One of the advantages of using containers is the ability to have images with our environment pre configured and ready to go with our application code. These images is what allows us to run a container on our laptop and then run the same image on a container in the cloud. But building this images is not a trivial task, and we tend add useless tasks or overhead to the images we create. This entry is to share some of the best practices that has work for me in the past when building docker images.
First of all we need to define what a docker image is. A docker image is a unit of packaging that may includes Operating systems constructs or packages, application dependencies and libraries and application code. If you came from the virtualization world, see the image as a VM template, and the containers are instances created using this template. Otherwise, if you are a developer, you can think of images as a class definition, and containers are instances of that class.

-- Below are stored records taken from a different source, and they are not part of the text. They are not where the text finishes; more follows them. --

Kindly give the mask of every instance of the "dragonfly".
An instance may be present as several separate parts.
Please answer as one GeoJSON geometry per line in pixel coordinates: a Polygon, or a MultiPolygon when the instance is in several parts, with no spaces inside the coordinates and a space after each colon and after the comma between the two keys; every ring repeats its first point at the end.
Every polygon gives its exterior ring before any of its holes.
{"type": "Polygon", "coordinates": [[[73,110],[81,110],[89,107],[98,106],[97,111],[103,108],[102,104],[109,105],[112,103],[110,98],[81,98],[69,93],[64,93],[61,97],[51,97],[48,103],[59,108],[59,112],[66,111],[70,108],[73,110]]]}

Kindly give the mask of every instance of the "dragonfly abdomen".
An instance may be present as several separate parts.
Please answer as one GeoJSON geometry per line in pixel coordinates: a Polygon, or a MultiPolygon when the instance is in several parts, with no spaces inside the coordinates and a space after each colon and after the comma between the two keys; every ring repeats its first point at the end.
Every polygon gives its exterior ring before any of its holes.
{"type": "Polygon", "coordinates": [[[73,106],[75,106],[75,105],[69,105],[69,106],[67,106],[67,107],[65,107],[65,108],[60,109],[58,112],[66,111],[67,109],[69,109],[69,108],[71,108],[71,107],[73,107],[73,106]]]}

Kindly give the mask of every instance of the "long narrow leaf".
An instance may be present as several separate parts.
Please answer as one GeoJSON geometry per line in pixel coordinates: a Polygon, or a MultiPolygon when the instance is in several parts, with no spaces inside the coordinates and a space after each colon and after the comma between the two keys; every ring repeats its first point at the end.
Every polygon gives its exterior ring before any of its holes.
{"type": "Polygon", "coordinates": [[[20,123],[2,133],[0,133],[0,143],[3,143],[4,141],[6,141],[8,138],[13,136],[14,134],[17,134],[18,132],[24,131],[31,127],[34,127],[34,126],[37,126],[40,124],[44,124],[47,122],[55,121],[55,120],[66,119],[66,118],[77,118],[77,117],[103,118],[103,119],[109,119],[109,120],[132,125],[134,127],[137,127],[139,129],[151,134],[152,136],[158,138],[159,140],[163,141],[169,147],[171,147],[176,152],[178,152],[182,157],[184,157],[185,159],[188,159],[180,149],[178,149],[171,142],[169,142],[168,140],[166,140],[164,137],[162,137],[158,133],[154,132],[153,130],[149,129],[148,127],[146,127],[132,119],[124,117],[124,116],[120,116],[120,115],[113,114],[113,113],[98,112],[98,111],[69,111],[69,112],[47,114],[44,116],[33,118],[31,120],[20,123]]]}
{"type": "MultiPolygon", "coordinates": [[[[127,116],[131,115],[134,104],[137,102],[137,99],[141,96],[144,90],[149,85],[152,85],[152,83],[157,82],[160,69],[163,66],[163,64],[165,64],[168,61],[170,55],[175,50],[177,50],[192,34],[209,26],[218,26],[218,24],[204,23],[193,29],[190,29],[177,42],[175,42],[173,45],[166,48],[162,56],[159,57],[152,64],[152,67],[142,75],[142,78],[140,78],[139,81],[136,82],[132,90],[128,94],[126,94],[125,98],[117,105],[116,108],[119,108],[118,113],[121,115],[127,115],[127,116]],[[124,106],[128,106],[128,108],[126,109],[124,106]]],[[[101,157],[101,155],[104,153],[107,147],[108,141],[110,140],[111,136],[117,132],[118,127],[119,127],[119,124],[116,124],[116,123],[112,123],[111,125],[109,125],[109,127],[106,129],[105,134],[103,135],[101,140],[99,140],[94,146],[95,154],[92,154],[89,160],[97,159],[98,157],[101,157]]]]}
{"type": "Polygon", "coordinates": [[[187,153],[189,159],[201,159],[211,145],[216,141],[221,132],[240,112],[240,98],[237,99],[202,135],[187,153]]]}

Docker images must be stored somewhere, right?, these are the called image registries. These registries are like repositories where you store your images. Some examples are:
- Docker Hub
- AWS ECR
- Oracle Container Registry
- Azure Container Registry
- Google Container Registry
- Red Hat Quay
Note you will need to create an account on these registries if you want to pull or push docker images. You need to pull images to your local computer to use it.
Note you can also create a docker image locally without the need of a registry but if you want to use that image on another computer, server o cloud yo need to use the registry.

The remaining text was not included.